The District Court of New South Wales has ruled that an employee who was dismissed summarily for being drunk on duty was entitled, in the particular circumstances, to damages for wrongful dismissal. The damages were calculated on a basis which exceeded the 6 month notice period that applied under the contract to a termination without cause. As a consequence the employee recovered nearly AUD 300,000 in damages.
The employee commenced employment with the employer in 2004. In 2011, he was promoted and signed a new contract of employment.
The contract provided that either party could terminate the employment on 6 months’ written notice or payment in lieu by the employer. The contract also provided that the company could summarily terminate the employment for “serious misconduct” by the employee.
The contract referred to a Code of Work and certain company policies.
The Code of Work described “intoxicated behaviour as an example of misconduct that may lead to disciplinary action.
In the Disciplinary Counselling Policy “intoxication” was listed as an example of gross misconduct justifying summary dismissal.
On Sunday 30 October 2012, the day before a sales training conference, the employee attended a work-related dinner followed by a stint at a pub. The employee conceded that he drank 14 to 17 standard drinks during this time.
At 7 am on 31 October 2012, the hotel manager found the employee asleep on the floor in the hotel lounge area.
A number of witnesses reported seeing the employee drunk at the conference. They said he smelled strongly of alcohol, spoke loudly, was unsteady on his feet, slurred his words, had red eyes, and was making animal noises and throwing lollies.

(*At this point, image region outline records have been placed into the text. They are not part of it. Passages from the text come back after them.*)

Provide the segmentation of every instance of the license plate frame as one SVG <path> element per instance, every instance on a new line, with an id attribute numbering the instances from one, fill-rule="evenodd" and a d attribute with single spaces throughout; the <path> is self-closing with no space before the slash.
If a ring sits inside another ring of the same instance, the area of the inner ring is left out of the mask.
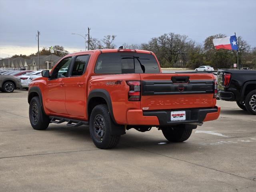
<path id="1" fill-rule="evenodd" d="M 171 111 L 171 121 L 184 121 L 186 120 L 186 111 Z"/>

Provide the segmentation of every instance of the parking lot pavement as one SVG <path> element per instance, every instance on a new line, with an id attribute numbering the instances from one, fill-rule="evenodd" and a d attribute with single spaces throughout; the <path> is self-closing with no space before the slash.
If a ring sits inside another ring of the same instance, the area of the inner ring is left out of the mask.
<path id="1" fill-rule="evenodd" d="M 183 143 L 154 128 L 102 150 L 84 126 L 34 130 L 27 93 L 0 93 L 0 191 L 256 190 L 256 116 L 234 102 Z"/>

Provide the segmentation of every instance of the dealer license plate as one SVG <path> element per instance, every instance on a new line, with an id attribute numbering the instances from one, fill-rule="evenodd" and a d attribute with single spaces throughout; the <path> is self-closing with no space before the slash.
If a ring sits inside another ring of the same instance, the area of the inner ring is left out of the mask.
<path id="1" fill-rule="evenodd" d="M 186 111 L 171 111 L 171 121 L 186 120 Z"/>

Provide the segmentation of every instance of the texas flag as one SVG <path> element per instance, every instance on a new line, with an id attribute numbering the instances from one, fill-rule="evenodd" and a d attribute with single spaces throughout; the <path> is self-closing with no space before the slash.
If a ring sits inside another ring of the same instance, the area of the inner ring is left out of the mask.
<path id="1" fill-rule="evenodd" d="M 213 39 L 213 44 L 216 49 L 224 49 L 238 50 L 235 35 L 219 39 Z"/>

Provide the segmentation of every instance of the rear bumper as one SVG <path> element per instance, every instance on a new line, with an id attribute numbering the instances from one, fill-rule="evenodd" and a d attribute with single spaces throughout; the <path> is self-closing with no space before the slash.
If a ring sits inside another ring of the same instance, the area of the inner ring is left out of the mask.
<path id="1" fill-rule="evenodd" d="M 218 92 L 219 98 L 221 100 L 228 101 L 234 101 L 236 100 L 235 95 L 232 92 L 224 91 L 218 89 Z"/>
<path id="2" fill-rule="evenodd" d="M 176 111 L 181 110 L 176 110 Z M 129 125 L 168 126 L 198 123 L 217 119 L 220 115 L 220 108 L 182 110 L 186 111 L 186 120 L 171 121 L 171 111 L 142 111 L 132 110 L 127 113 L 127 121 Z"/>

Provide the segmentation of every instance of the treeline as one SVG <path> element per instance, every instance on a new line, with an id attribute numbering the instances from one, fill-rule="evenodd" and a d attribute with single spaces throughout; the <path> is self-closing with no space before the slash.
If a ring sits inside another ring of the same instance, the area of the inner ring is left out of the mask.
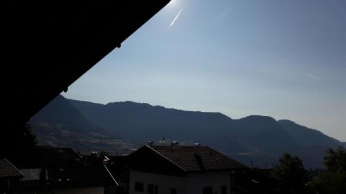
<path id="1" fill-rule="evenodd" d="M 319 172 L 311 171 L 309 173 L 300 158 L 284 154 L 271 171 L 272 176 L 279 182 L 277 193 L 346 193 L 345 148 L 329 148 L 324 157 L 324 165 L 325 168 Z"/>

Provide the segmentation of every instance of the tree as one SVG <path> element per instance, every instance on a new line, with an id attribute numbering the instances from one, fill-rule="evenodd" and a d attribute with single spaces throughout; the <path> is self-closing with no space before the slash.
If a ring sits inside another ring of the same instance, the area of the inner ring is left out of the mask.
<path id="1" fill-rule="evenodd" d="M 329 148 L 325 157 L 325 170 L 309 184 L 312 193 L 346 193 L 346 150 Z"/>
<path id="2" fill-rule="evenodd" d="M 280 183 L 279 193 L 306 193 L 309 175 L 299 157 L 284 153 L 274 167 L 272 175 Z"/>

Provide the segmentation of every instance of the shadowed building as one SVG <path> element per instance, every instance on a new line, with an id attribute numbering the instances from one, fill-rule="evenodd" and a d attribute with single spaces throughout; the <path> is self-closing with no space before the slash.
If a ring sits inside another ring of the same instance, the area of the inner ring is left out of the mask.
<path id="1" fill-rule="evenodd" d="M 129 193 L 231 193 L 245 165 L 207 146 L 146 145 L 128 157 Z"/>
<path id="2" fill-rule="evenodd" d="M 1 193 L 16 191 L 19 185 L 19 180 L 23 177 L 23 173 L 10 161 L 6 158 L 0 159 L 0 192 Z"/>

The employer summarily dismissed the employee for serious misconduct. The employee claimed for wrongful dismissal on the basis his conduct did not warrant termination of employment.
The trial judge concluded that the Code of Work and the policies were part of the contract of employment. But in spite of the manner in which intoxication was referred to in those extraneous documents, the basis for summary dismissal remained the same as the common law – gross misconduct or “serious misconduct in serious circumstances.”
The trial judge held that intoxication at work could constitute gross misconduct if the employee’s conduct was severe, brought the company into disrepute or was frequent.
Then judge concluded that although the employee was intoxicated during the conference session, there was little in the employee’s behaviour that added seriousness to his intoxication. The lolly throwing passed without comment by the target. The animal noises related to a description of a recent safari the employee had taken.
There was no evidence of any aggression, violence, offensiveness, swearing or unsafe behaviour. The hotel manager testified that no damage to the employer’s reputation had occurred.
The trial judge also noted that one of the other staff members who had been drinking with the employee failed to attend the conference but she was not summarily dismissed.
The trial judge therefore found that the employer had breached the contract of employment by summarily dismissing the employee in circumstances not authorised by the contract. The employee was entitled to damages reflecting such losses as were directly caused by the breach.
In this respect the employer argued that the damages could not exceed 6 months’ pay because the contract permitted termination for any reason (or no reason) on 6 months’ notice. This result was said to follow because of the “least burdensome performance rule”.
The trial judge held that the proper course was to consider the likely circumstance if the employee was not wrongfully terminated. This involved an assessment of the prospects of termination on notice being proper.
No evidence was given by any person who had authority to terminate the employment. Nor was there any documentary evidence that the employment would have been terminated on notice if it could not be terminated summarily.
The trial judge commented that although he should not readily draw the inference that the employer would have immediately terminated the employment by notice in November 2012 if it could not do so summarily, that did not mean that he should assume that the employee would hold his job indefinitely.
In the end the judge awarded damages as if the employee was given notice on 31 July 2013. His employment would thus cease on 31 January 2014 (nearly 15 months after the date of actual termination). On this approach he was awarded 100% of the anticipated benefits until 31 July 2013, 100% of the anticipated benefits that would accrue to a person on notice in the period 1 August 2013 to 31 January 2014 and none of the anticipated benefits thereafter.
The outcome in the case might have been different if the contract had said that summary termination could occur where the employer had formed the opinion that the employee was guilty of serious misconduct. As it was, the contract was interpreted as requiring the employer to establish as an objective fact that the employee was intoxicated AND that this caused the employee to behave in way that was disruptive or harmful to the employer’s reputation. On the evidence the facts did not allow the employer to meet this standard.
The absence of evidence that, failing summary termination, the employer would have sacked the employee on notice anyway was also a big issue. This allowed the court to award damages as though the employment would have continued for several more months.